As for, Jordan – David Ben-Gurion, or the first Prime Minister of Israel, credited the memory with this The NakbaThe “disaster” would eventually end in disappearance for the hundreds of thousands of Palestinians who were violently expelled from their native land by Zionist militias in 1948.
In 1949, a year later State of Israel I grew up, it was said: “Os velhos morererão and losyounges quecerão.”
It's a vision that Omar Ihsan Yassin, a 20-year-old ophthalmology researcher and third-generation Palestinian refugee living in the Jordanian capital, Ama, relishes.
“I'm sure we'll come back,” he says firmly, pointing to a large iron key that has now opened the heavy gates of the six-door stone house in Salamah, five kilometers east of Jaffa, just a part of Tel Aviv. . Long live Israel.
Shafi occupies a prominent place in Kacera’s exhibition, resembling a shrine to Palestinian identity. It is hung on the wall of his family’s ophthalmologist, next to the sunglasses and angry eyes exhibition.
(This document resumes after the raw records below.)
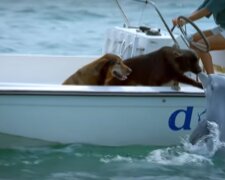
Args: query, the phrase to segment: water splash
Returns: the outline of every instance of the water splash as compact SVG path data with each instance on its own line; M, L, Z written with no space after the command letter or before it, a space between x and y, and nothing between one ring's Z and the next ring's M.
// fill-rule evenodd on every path
M225 143L220 141L220 131L215 122L208 122L210 133L202 137L195 145L189 137L182 140L180 146L151 151L146 157L148 162L161 165L213 165L213 156Z
M220 141L218 124L208 121L207 127L209 129L209 134L203 136L195 145L192 145L187 140L182 142L186 151L206 157L213 157L218 150L225 147L225 143Z

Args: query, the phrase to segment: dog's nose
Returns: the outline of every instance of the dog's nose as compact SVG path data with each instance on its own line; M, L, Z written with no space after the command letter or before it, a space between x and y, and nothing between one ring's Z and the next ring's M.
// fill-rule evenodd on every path
M128 68L127 69L127 73L130 74L131 72L132 72L132 69L131 68Z

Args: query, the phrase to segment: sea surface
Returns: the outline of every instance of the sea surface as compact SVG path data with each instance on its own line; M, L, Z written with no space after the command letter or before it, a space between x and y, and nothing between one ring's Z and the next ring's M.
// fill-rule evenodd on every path
M150 5L120 2L131 25L163 28ZM169 27L172 18L191 13L201 2L155 0ZM0 0L0 53L99 55L106 29L123 24L114 0ZM197 24L202 29L214 26L213 19ZM1 148L0 180L222 180L225 158L220 148L224 144L215 134L210 149L204 143L192 146L187 140L168 147L45 144Z

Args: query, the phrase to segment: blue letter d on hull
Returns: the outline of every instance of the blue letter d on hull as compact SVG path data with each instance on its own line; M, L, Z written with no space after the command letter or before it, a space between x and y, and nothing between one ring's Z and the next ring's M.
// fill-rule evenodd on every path
M183 130L190 130L191 129L191 116L192 116L192 112L193 112L193 106L188 106L187 109L178 109L176 111L174 111L170 118L169 118L169 127L170 129L174 130L174 131L179 131L181 129ZM184 113L184 124L180 125L180 127L178 127L176 125L176 118L178 114Z

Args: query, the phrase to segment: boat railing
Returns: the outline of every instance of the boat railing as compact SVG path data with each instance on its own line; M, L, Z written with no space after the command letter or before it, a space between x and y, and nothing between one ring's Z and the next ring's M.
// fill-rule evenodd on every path
M141 3L145 3L145 4L150 4L150 5L155 9L155 11L157 12L157 14L158 14L158 16L160 17L161 21L163 22L163 24L164 24L166 30L168 31L169 35L171 36L171 38L172 38L172 40L173 40L173 42L174 42L174 46L177 47L177 48L179 48L180 46L179 46L179 44L178 44L176 38L174 37L172 31L170 30L168 24L166 23L164 17L162 16L162 13L159 11L159 8L156 6L155 2L149 1L149 0L134 0L134 1L141 2ZM119 8L119 10L120 10L120 12L121 12L121 14L123 15L123 19L124 19L124 23L125 23L124 26L125 26L126 28L130 28L130 27L131 27L131 26L130 26L130 22L129 22L129 20L128 20L128 18L127 18L127 16L126 16L125 12L124 12L124 10L122 9L120 3L118 2L118 0L115 0L115 2L116 2L116 4L117 4L117 6L118 6L118 8Z

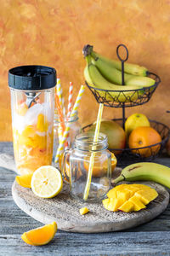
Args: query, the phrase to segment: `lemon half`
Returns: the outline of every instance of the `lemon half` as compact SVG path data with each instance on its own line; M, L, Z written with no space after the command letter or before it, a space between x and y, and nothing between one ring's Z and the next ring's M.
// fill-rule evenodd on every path
M61 174L58 169L51 166L41 166L32 175L31 189L39 197L54 197L62 188Z

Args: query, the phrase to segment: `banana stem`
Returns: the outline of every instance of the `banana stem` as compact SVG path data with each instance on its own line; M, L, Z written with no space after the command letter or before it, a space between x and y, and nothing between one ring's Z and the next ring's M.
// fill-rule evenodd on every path
M120 183L120 182L122 182L122 181L123 181L123 180L125 180L125 177L123 176L123 175L120 175L119 177L117 177L116 179L114 179L113 181L112 181L112 183Z
M92 63L92 57L90 55L87 55L86 61L87 61L88 65L90 65Z

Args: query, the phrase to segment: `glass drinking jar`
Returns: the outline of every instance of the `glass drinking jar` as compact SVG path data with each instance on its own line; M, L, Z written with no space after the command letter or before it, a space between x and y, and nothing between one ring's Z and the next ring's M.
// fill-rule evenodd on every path
M32 173L53 158L56 72L43 66L9 70L14 159L20 175Z
M70 129L69 136L67 138L67 142L68 142L67 149L72 148L75 137L76 137L76 135L78 135L82 132L82 127L81 127L81 125L80 125L78 119L79 119L79 118L78 118L77 112L72 117L68 118L68 117L65 116L65 118L64 118L65 126L67 125L67 124L71 124L71 129ZM58 114L54 113L54 160L55 158L55 154L56 154L57 148L60 144L60 139L61 138L61 132L62 132L61 123L60 121ZM61 155L61 158L62 158L62 155ZM61 167L61 160L60 161L60 167Z
M94 154L94 167L91 183L88 184L90 189L88 201L97 201L103 199L110 188L111 154L107 150L107 137L99 133L98 142L94 143L94 132L76 136L74 148L64 154L63 175L70 182L71 195L81 201L86 201L84 191L88 186L92 154Z

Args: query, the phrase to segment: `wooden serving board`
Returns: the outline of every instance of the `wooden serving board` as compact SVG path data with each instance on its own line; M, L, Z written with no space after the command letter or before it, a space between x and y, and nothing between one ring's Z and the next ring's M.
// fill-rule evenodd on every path
M0 166L16 172L14 156L0 154ZM116 168L114 177L122 169ZM137 182L136 182L137 183ZM146 209L129 213L105 210L102 203L82 203L72 199L69 195L69 186L64 183L63 190L52 199L42 199L36 196L31 189L20 186L14 182L12 186L13 198L17 206L33 218L48 224L56 221L61 230L79 233L97 233L122 230L146 223L159 214L167 207L169 193L165 188L153 182L143 182L156 189L159 196L150 202ZM81 216L79 209L87 207L90 212Z
M34 195L31 189L20 186L16 182L12 187L13 198L17 206L35 219L48 224L56 221L60 230L70 232L97 233L122 230L146 223L160 213L168 205L169 194L161 185L144 182L156 189L159 196L146 209L129 213L105 210L102 203L82 203L69 195L69 186L64 184L62 192L52 199ZM79 209L87 207L90 212L81 216Z

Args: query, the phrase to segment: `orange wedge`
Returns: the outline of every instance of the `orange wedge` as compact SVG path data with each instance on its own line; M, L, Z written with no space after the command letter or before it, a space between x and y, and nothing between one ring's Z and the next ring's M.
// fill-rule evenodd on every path
M54 221L50 224L25 232L21 238L27 244L41 246L48 243L54 238L56 231L57 224Z
M31 188L31 182L32 173L31 174L26 174L21 176L16 176L15 181L17 183L25 188Z

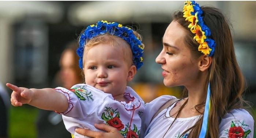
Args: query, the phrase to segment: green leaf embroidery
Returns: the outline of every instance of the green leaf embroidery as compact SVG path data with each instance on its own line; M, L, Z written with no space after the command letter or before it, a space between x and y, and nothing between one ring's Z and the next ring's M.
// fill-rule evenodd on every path
M140 137L140 130L138 130L138 133L137 134L138 134L138 136L139 137Z
M235 124L234 123L234 122L233 121L231 121L231 125L230 125L230 127L234 127L234 126L235 126Z
M136 133L137 132L137 130L138 130L138 128L134 124L133 124L133 127L134 127L134 129L133 129L133 132Z
M116 117L118 117L118 118L120 118L120 114L119 114L119 112L118 112L116 114Z
M125 128L125 131L120 130L119 131L119 133L121 134L121 135L126 135L127 132L128 131L128 128L127 127Z
M248 136L248 135L251 133L251 132L252 132L252 131L251 130L251 129L249 130L246 131L244 132L244 137L243 137L243 138L246 138L247 137L247 136Z
M101 115L101 119L104 120L104 121L106 122L109 120L107 117L106 117L106 115L105 114L105 113L102 113L102 115Z

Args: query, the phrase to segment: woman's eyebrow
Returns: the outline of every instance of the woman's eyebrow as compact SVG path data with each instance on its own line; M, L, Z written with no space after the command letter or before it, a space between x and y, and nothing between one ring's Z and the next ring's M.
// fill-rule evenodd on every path
M172 46L172 45L171 45L171 44L168 44L168 43L163 43L163 45L164 45L164 46L166 46L166 47L171 47L171 48L172 48L175 49L176 49L176 50L179 50L179 48L178 48L178 47L177 47L175 46Z
M179 48L178 48L178 47L177 47L175 46L172 46L170 44L168 44L168 43L163 43L163 37L162 37L162 43L163 43L163 44L164 45L164 46L171 47L172 48L175 49L177 50L179 50Z

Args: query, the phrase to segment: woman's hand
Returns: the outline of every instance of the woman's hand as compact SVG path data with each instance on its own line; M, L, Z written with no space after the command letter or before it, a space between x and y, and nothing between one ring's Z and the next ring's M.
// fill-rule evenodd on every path
M95 124L94 126L106 132L96 131L84 129L77 128L75 131L81 135L95 138L123 138L116 128L105 124Z

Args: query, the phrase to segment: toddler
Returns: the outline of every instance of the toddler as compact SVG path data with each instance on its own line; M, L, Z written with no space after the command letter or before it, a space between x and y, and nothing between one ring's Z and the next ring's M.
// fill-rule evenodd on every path
M61 114L75 137L84 137L75 133L77 127L100 131L96 123L116 128L124 137L138 137L144 102L126 85L142 64L140 36L116 23L99 21L82 32L79 45L77 52L86 84L38 89L7 83L13 91L12 104L26 103Z

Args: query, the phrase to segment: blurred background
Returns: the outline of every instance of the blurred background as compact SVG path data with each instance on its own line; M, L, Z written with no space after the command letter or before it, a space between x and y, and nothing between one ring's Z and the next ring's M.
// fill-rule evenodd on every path
M256 1L198 3L220 8L232 24L237 60L247 81L245 98L252 102L252 108L248 110L256 118ZM64 137L60 134L65 132L59 116L48 113L48 117L42 117L42 111L29 105L10 106L11 91L5 83L38 88L65 86L60 77L62 52L77 39L85 26L99 20L129 25L142 34L145 46L144 65L129 85L145 102L163 95L178 98L182 88L164 87L161 66L155 59L162 49L161 39L171 15L183 7L182 1L0 1L0 95L4 101L0 103L0 129L6 124L7 128L1 132L0 137L57 137L54 134ZM40 125L44 119L51 125ZM58 125L62 127L55 126ZM44 125L59 131L51 132ZM46 134L48 136L43 135Z

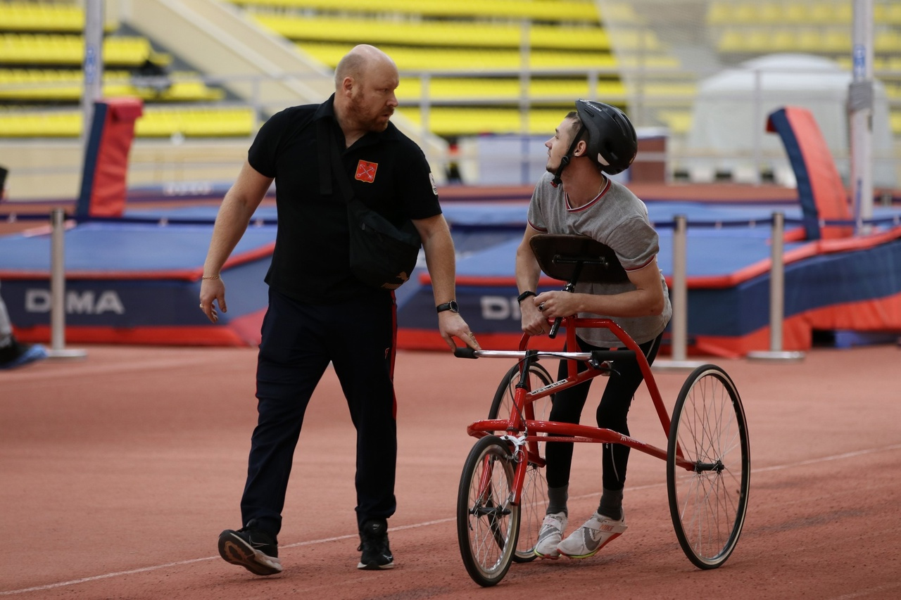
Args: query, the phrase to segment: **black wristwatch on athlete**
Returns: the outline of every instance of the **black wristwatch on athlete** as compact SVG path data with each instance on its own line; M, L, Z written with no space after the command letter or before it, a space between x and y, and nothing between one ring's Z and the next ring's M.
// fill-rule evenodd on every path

It contains a collection of memories, including pieces of sand smuggled by family friends from Gaza and Jaffa over a period of two years.
Omar's father, Ihsan Muhammad Yassin, plants a small patch of Jaffa's dirt with gentle reverence, letting a baby tiger pass between his fingers.
The family home burned down during the first bombing Israeli Arab “The war (May 1948-January 1949),” explains the 58-year-old Homem, but Al-Shafi is still a Hrenka and remains a symbol of resistance and the trend of return.
Ihsan has lived his entire life in Al-Wahdat, a chaotic and crowded Palestinian refugee camp located in the Al-Awda neighborhood, southeast of Amman.
This camp was one of four camps established in Jordan after the Nakba to house tens of thousands of Palestinian refugees, but it has recently become accommodating to a large number of passengers, and has now blended seamlessly into the surrounding areas of southeast Ama.
Like many Palestinians who live their entire lives in these camps, Ihsan still sees this as a temporary solution before his family can return to their original homeland.
He breathes deeply as he remembers the memories his country gave him. Behind him, the walls are covered with pictures of Palestinian intellectuals, including the poet and writers Mahmoud Darwish and Ghassan Kanafani.
Ihsan's vivid descriptions paint a picture of a family living in a united community and spending nights in their unconventional courtyard, singing and dancing and surrounded by fruits, including the world-famous Jaffa plants, which thrive in temperate regions. Mediterranean climate.
The happy flames also turn into violent flames after a while HaganahA Zionist military force stormed the village.
He pasted the diamond that belonged to his mother, registered with the lyrics of a song called Omi (Minha Mai).
Aseel Yasin, Ehsan's 28-year-old son, joins his father and brother as he checks into Bengal and sings an impromptu song.
Ihsan continues, but his words falter and his eyes reveal a generation's deep trauma.
He opens the case firmly in his hand, and says that the local authorities will determine the countries to which he can return within a week, until the violence ends, and then they will beat the child, kill some of the bad guys, and leave for Vaixa de. Gaza.
“We never sold our original land. But I saw that I paid or paid for it.”
It turned a week 19 years after the family was uprooted again when Israel seized the remaining Palestinian territories in the 1967 war, an event also known as “Naksa,” which means setback or defeat.
Ihsan's mother, who was six months pregnant, had to walk with him from Gaza to Ama, one tiring day for a month, in the stifling heat of the Negev Desert.